It has been estimated that over 10% of our population is affected by chronic kidney diseases (suffering for more than 3 months) with around 2,00,000 to 4,00,000 Indians developing end-stage kidney disease (kidney failure) each year. Unfortunately, this figure is only expected to rise.
Low awareness levels among the vast majority combined with minimal preventive measures in rural and sub-urban areas of the country has resulted in a drastic rise in the number of patients affected by CKDs in the last couple of years. The National Kidney Foundation of India estimates that around 90,000 kidney transplants are required annually.

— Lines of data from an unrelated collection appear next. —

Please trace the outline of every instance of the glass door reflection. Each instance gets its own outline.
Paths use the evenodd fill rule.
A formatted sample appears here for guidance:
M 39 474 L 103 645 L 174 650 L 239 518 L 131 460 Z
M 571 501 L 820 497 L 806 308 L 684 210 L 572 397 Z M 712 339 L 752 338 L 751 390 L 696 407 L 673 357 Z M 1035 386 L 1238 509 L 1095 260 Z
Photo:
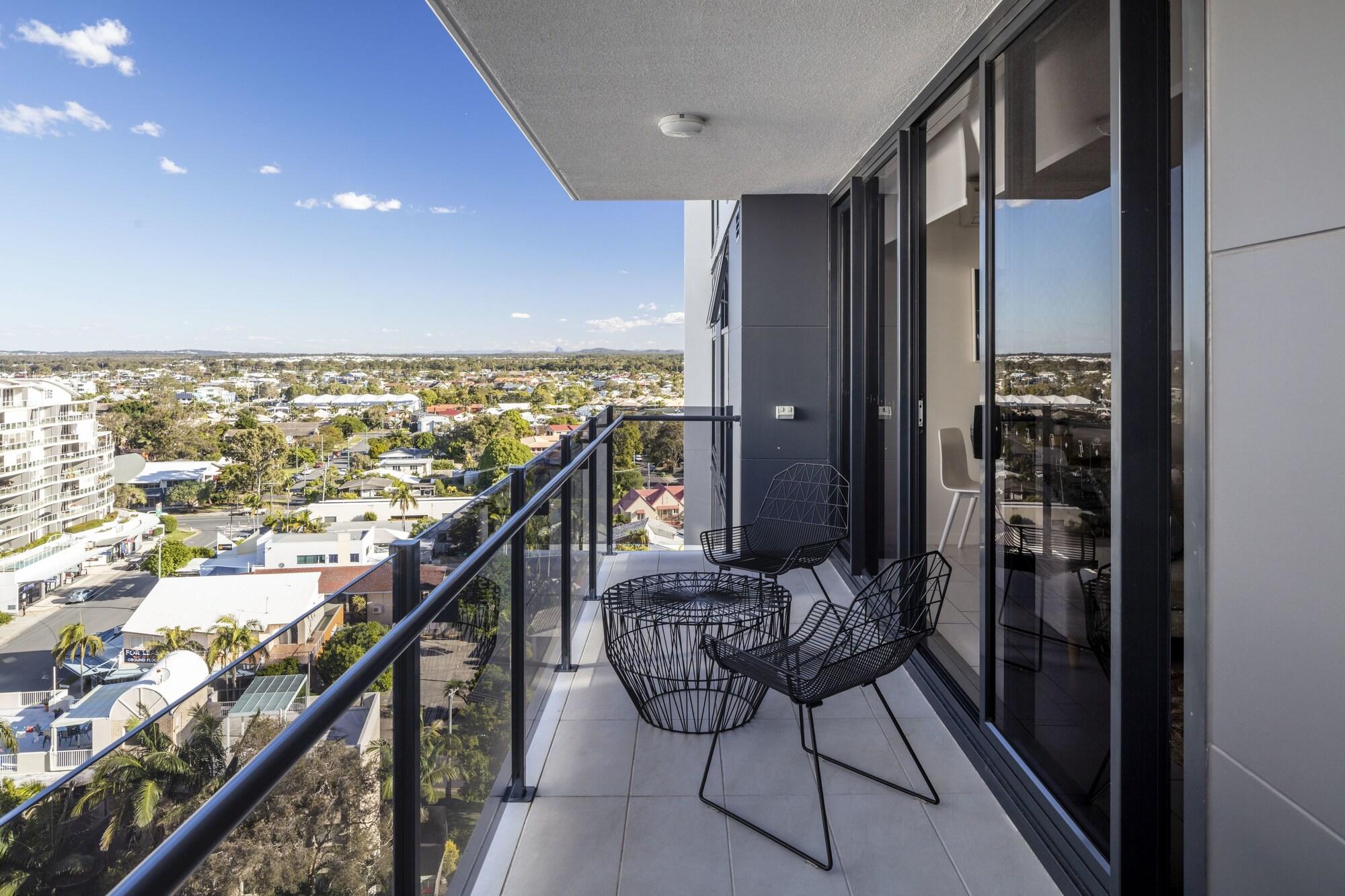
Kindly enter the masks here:
M 1107 0 L 994 59 L 993 722 L 1104 853 L 1111 749 Z

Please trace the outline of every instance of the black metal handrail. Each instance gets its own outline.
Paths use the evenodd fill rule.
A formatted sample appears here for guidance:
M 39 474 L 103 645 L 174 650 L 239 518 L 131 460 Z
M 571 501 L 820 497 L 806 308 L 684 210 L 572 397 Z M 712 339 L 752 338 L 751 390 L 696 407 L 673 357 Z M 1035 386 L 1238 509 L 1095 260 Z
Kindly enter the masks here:
M 140 862 L 110 896 L 163 896 L 175 893 L 187 883 L 196 866 L 223 839 L 242 823 L 268 794 L 285 778 L 308 751 L 320 741 L 346 709 L 359 700 L 385 669 L 420 639 L 421 632 L 457 599 L 459 593 L 510 542 L 519 539 L 527 521 L 541 511 L 557 492 L 588 464 L 600 449 L 611 449 L 612 435 L 627 421 L 685 421 L 737 422 L 726 414 L 620 414 L 608 409 L 608 425 L 573 455 L 569 464 L 558 470 L 522 506 L 514 505 L 510 517 L 491 533 L 444 581 L 430 591 L 410 612 L 393 626 L 340 678 L 327 687 L 299 718 L 285 726 L 257 756 L 230 778 L 204 805 L 192 813 L 164 841 Z M 596 424 L 594 424 L 596 429 Z M 523 468 L 519 468 L 523 470 Z M 590 468 L 592 470 L 592 468 Z M 608 468 L 608 488 L 612 471 Z M 597 496 L 593 495 L 596 499 Z M 607 511 L 611 522 L 611 502 Z M 611 525 L 608 526 L 611 531 Z M 424 534 L 421 535 L 424 538 Z M 398 548 L 418 545 L 420 538 L 398 542 Z M 594 545 L 596 548 L 596 545 Z M 592 549 L 592 548 L 590 548 Z M 394 554 L 395 556 L 395 554 Z M 512 749 L 518 751 L 518 732 Z M 515 756 L 515 761 L 518 757 Z M 514 786 L 522 782 L 512 782 Z M 511 786 L 510 791 L 515 791 Z M 510 794 L 506 794 L 508 798 Z M 394 887 L 395 891 L 395 887 Z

Moreover, since health insurance in India does not cover outpatient dialysis treatment, this can be an expensive affair for patients.
Causes behind CKD
Minimal physical activity, unhealthy diet, smoking and drinking are some of the reasons that are resulting in an increased number of chronic kidney diseases in both rural and urban India, especially among women.
Studies have found that junk food and mainly smoking have become quite common among Indian women. While women from high society go for expensive cigarettes, beedis (dry tobacco roll) and hookahs (tobacco pipe) are rampant among labor-class Indian women.
A sample research involving 1,200 maternity cases for instance has shown that many pregnant women had high sugar, high blood pressure, gestational diabetes and hypertension. Moreover, out of the 11,000 dialysis procedures done last year, around 40% of them were women.
Overall, 60% of the patients suffering from chronic kidney diseases in India are either diabetic or suffer from high blood pressure, while diabetic nephropathy has been the most common cause.
Challenges to be overcome
Meager facilities and lack of information about them to the huge rural and semi-urban Indian population is one of the major concerns.
As per the records available at present, India has around has 820+ nephrologists, 710+ hemodialysis units with 2,500+ dialysis stations. Nearly 3,500 transplants are done annually in 172+ transplant centers, two-thirds of which are in South India and most of them are private bodies.
Thus, put together, only 18,000-20,000 patients in India (just 10% of new End-stage renal disease cases) avail the renal replacement therapy.
Can it be prevented?
In most cases, unfortunately, kidney disorders are identified at an advanced stage. Hence, awareness is the key as timely intervention can often be the difference between life and death of the patient.
The Government of India has initiated a process and plans to establish stand-alone hemodialysis units in the country. This would increase the availability of facilities at an affordable cost. Also, the National Organ Transplant Program was launched to facilitate transplantation on a national scale. However, all this would take sufficient time to be streamlined.
Until then, screening of high-risk individuals for chronic kidney diseases in a country like India remains a major challenge but spreading awareness, through whatever means we can, will surely help.